Automatic Thought:-  Feeling sad, alone, anxious and frustrated

Saturday    9.30am

When I am with friends, performing drama or rehearsing with my band, I feel at ease with myself.  There are no underlying feelings of emotional uneasiness or real unhappiness.  I can be myself totally.  I am not overtly sensitive to other peoples` or even my own emotions.  I operate fully as an adult woman.

When I am with Michael I spend most of the time gaging his mood, trying to second guess him, trying to get inside his head.  I psychologically watch my every move both physically and verbally.  I easily lose control of my emotions if things become uncomfortable and spend the whole time with a feeling of uncontrolled panic deep inside me.  My mind is a confused whirl, a complete mishmash of emotions.  Occasionally I expel my true feelings from my soul in the form of tears and breathlessness.  With each outcry of emotion goes any inner strength and sense of self-worth.  Eventually, I am drained; empty.

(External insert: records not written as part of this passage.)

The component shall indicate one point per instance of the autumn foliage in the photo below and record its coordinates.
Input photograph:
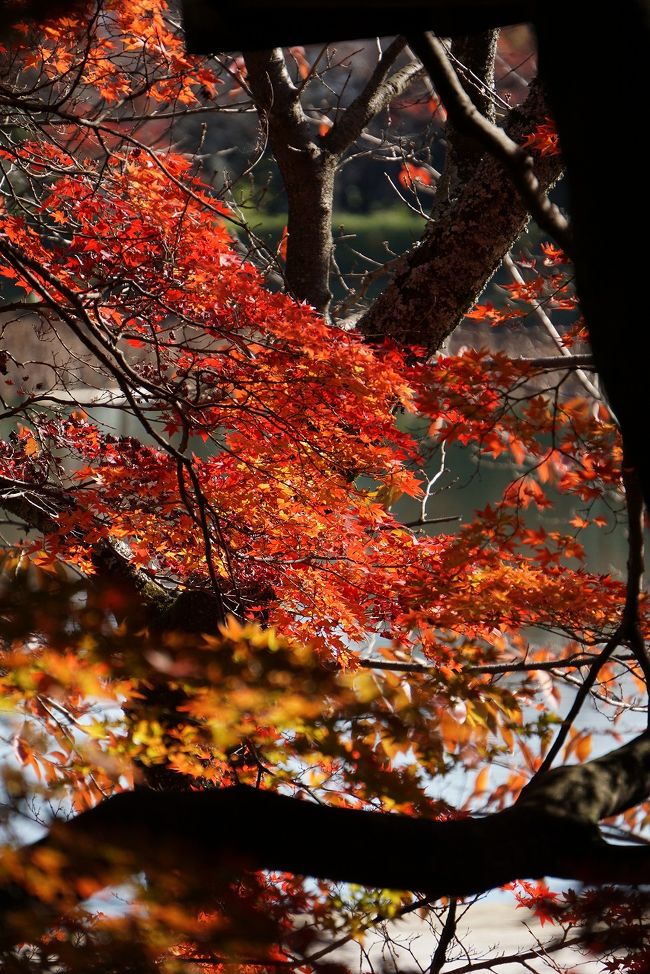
(337, 648)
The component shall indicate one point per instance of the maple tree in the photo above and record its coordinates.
(242, 681)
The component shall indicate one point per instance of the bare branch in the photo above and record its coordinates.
(466, 118)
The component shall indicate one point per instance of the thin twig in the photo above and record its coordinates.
(467, 119)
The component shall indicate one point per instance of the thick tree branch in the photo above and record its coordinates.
(377, 95)
(209, 837)
(307, 171)
(475, 56)
(467, 119)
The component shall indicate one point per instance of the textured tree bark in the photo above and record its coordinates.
(442, 276)
(608, 183)
(212, 836)
(476, 53)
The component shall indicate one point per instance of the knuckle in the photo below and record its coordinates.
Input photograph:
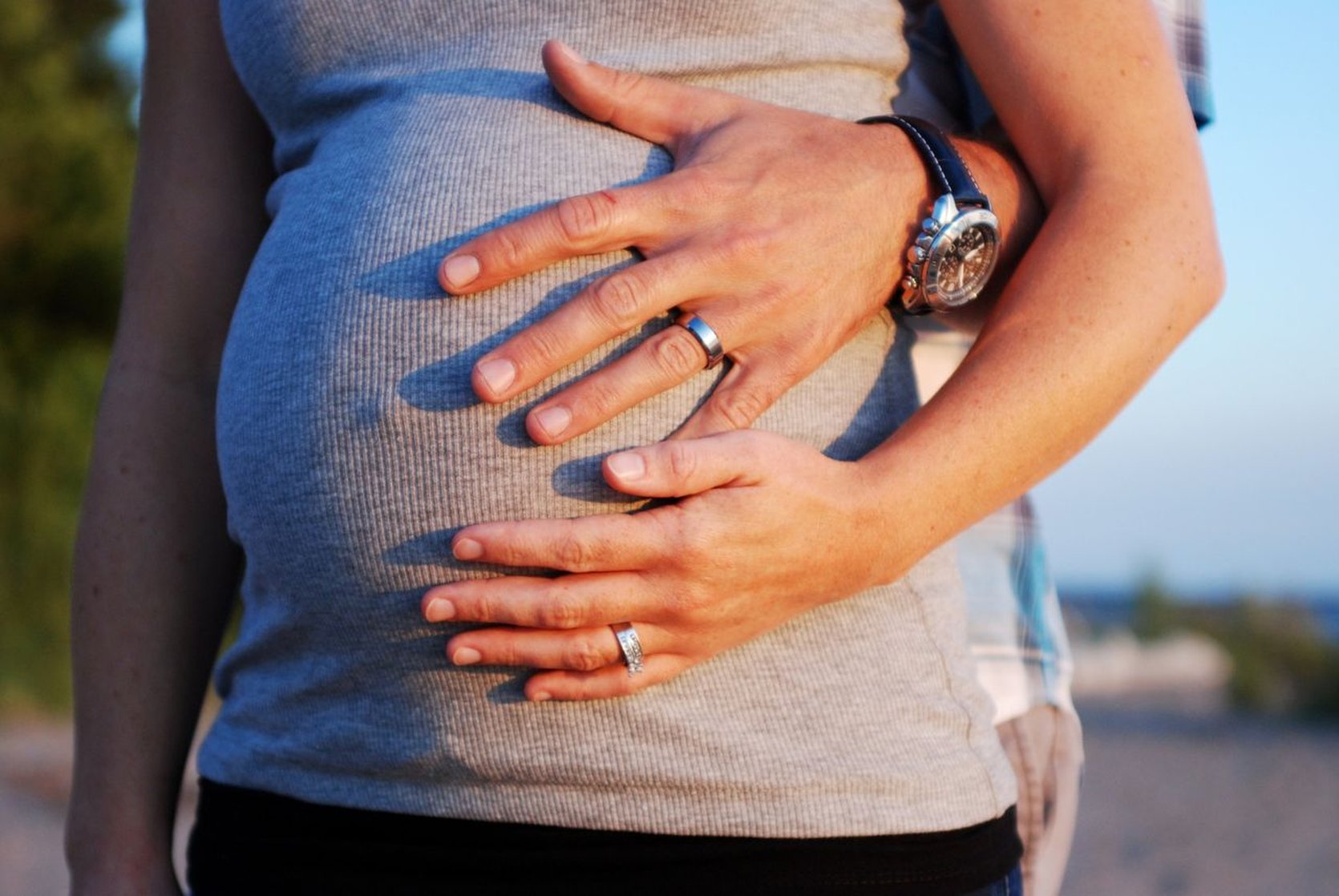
(746, 245)
(559, 612)
(625, 85)
(584, 219)
(697, 189)
(600, 398)
(584, 656)
(682, 461)
(508, 249)
(573, 554)
(537, 349)
(739, 407)
(617, 301)
(678, 353)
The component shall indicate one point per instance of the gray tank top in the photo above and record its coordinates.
(351, 446)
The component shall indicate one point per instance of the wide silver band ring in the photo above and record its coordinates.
(631, 648)
(706, 337)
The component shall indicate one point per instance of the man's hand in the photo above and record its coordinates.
(783, 229)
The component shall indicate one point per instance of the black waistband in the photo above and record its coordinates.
(251, 842)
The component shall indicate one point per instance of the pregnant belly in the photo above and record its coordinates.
(351, 445)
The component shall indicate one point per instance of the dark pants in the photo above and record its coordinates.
(248, 842)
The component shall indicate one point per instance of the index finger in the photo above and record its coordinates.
(577, 225)
(607, 543)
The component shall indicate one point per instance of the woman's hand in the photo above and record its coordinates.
(783, 229)
(771, 528)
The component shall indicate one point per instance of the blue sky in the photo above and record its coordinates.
(1223, 473)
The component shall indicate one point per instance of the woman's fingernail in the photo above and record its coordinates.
(461, 271)
(627, 466)
(499, 374)
(466, 550)
(439, 610)
(572, 55)
(553, 421)
(466, 656)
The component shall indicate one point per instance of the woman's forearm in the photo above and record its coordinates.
(154, 568)
(154, 576)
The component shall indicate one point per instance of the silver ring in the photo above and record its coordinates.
(631, 648)
(706, 337)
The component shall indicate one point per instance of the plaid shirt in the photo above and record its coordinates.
(1013, 611)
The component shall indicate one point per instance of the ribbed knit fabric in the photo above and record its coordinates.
(351, 446)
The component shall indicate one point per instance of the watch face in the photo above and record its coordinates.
(961, 259)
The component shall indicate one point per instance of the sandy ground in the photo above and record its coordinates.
(1176, 801)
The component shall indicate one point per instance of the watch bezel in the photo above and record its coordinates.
(945, 239)
(920, 289)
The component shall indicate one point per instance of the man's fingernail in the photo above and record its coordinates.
(439, 610)
(466, 656)
(553, 421)
(572, 55)
(627, 466)
(461, 269)
(466, 550)
(499, 374)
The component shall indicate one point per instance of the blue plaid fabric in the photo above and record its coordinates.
(1013, 610)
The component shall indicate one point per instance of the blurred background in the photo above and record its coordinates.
(1195, 543)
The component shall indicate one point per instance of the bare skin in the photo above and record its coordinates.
(154, 570)
(1101, 297)
(733, 235)
(1045, 377)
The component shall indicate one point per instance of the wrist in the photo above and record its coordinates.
(891, 536)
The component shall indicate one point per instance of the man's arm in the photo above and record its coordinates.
(154, 570)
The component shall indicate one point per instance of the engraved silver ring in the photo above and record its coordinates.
(706, 337)
(631, 648)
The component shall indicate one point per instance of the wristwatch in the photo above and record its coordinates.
(957, 247)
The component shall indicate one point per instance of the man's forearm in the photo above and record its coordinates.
(1081, 327)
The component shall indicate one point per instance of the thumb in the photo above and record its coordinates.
(689, 466)
(653, 109)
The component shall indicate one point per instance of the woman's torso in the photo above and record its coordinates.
(351, 446)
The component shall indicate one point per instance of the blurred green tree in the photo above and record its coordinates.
(66, 155)
(66, 159)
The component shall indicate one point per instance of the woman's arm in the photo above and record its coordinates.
(1123, 267)
(154, 570)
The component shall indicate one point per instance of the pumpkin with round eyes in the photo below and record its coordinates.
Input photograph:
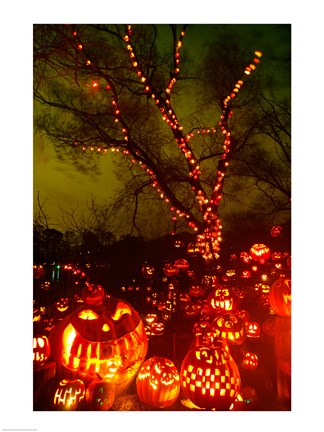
(230, 327)
(93, 294)
(209, 376)
(224, 299)
(107, 340)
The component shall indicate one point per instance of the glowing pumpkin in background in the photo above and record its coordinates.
(158, 382)
(106, 340)
(276, 231)
(38, 271)
(230, 327)
(209, 376)
(69, 394)
(41, 350)
(280, 296)
(260, 253)
(100, 395)
(250, 361)
(92, 294)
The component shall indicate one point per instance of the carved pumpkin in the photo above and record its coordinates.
(69, 394)
(62, 308)
(182, 265)
(276, 231)
(253, 329)
(193, 249)
(100, 395)
(170, 270)
(260, 253)
(38, 271)
(229, 327)
(148, 271)
(223, 298)
(209, 376)
(280, 296)
(41, 350)
(196, 291)
(106, 340)
(158, 382)
(250, 361)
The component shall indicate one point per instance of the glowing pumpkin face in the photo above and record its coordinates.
(69, 394)
(280, 296)
(62, 307)
(223, 298)
(260, 252)
(106, 340)
(158, 382)
(210, 377)
(253, 329)
(250, 361)
(170, 270)
(229, 327)
(93, 294)
(41, 350)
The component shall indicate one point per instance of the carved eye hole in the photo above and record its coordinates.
(88, 314)
(122, 309)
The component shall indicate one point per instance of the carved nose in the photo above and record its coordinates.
(105, 327)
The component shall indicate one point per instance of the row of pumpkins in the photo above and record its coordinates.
(99, 349)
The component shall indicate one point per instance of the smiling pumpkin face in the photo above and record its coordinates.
(106, 340)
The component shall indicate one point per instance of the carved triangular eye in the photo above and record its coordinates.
(88, 314)
(121, 310)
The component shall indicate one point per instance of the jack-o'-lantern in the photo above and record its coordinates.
(223, 298)
(182, 265)
(193, 249)
(190, 310)
(148, 271)
(260, 252)
(276, 231)
(62, 307)
(69, 394)
(38, 271)
(41, 350)
(158, 382)
(229, 327)
(280, 296)
(245, 257)
(92, 294)
(209, 281)
(276, 256)
(106, 341)
(100, 395)
(250, 361)
(209, 376)
(170, 270)
(157, 329)
(196, 291)
(200, 329)
(253, 329)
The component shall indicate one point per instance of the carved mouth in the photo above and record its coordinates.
(105, 359)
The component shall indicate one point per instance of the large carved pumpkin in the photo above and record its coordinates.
(106, 341)
(210, 377)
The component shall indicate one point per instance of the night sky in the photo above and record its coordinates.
(17, 195)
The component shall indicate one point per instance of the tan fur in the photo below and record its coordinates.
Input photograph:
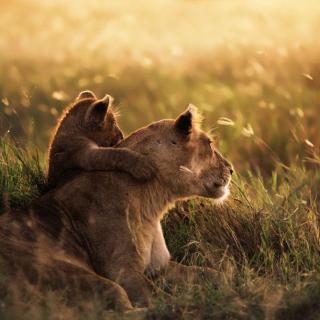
(83, 139)
(107, 224)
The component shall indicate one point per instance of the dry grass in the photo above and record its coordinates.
(253, 70)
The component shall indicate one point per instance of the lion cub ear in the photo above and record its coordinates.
(184, 123)
(87, 94)
(97, 112)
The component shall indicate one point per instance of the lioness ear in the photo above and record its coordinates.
(98, 110)
(184, 122)
(87, 94)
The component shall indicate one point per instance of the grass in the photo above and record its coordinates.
(254, 72)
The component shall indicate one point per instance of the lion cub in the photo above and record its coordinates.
(84, 139)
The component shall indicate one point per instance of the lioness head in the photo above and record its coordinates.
(189, 164)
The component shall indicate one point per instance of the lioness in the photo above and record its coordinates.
(84, 137)
(101, 230)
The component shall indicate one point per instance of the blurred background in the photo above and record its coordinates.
(252, 68)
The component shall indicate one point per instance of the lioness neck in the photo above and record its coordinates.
(155, 199)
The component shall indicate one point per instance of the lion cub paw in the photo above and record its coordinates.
(144, 169)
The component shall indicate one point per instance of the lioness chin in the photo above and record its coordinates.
(103, 228)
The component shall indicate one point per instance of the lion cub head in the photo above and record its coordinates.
(92, 118)
(188, 163)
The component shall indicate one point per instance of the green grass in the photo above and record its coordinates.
(255, 64)
(263, 242)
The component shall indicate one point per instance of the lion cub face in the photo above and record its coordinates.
(189, 164)
(99, 122)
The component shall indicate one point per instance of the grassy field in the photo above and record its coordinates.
(252, 68)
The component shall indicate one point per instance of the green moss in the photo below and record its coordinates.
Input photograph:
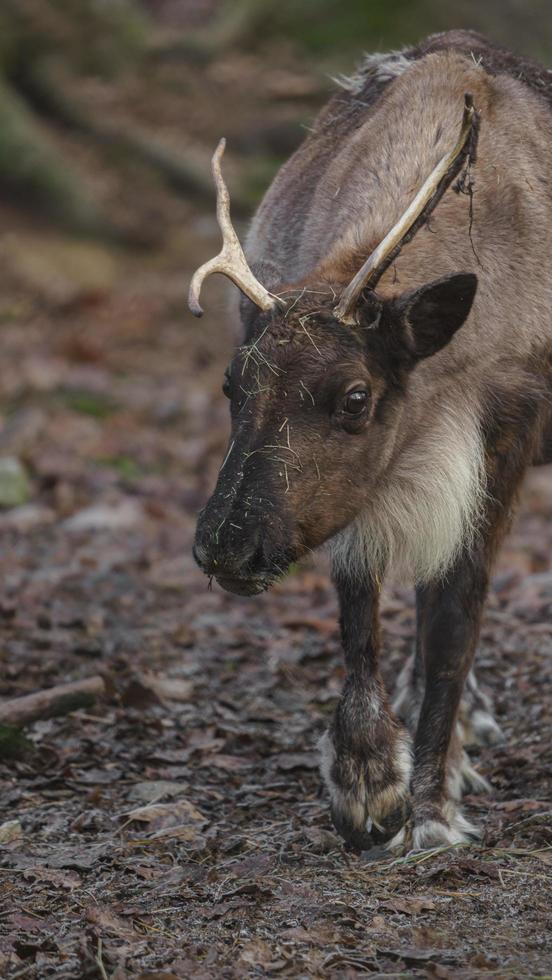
(13, 743)
(127, 467)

Broken. 
Moreover, the inner turmoil is still there stagnant and horribly devastating to my soul.


Written at a time of great upset and confusion, all in the name of "love", when I seem to have lost all sense of reasoning. My heart was definitely in conflict with my mind as I searched for a solution for a broken heart, and the power of the written word for me, was astronomically cathartic and necessary. I thank the Lord that I came through it with my heart and mind reasonably intact.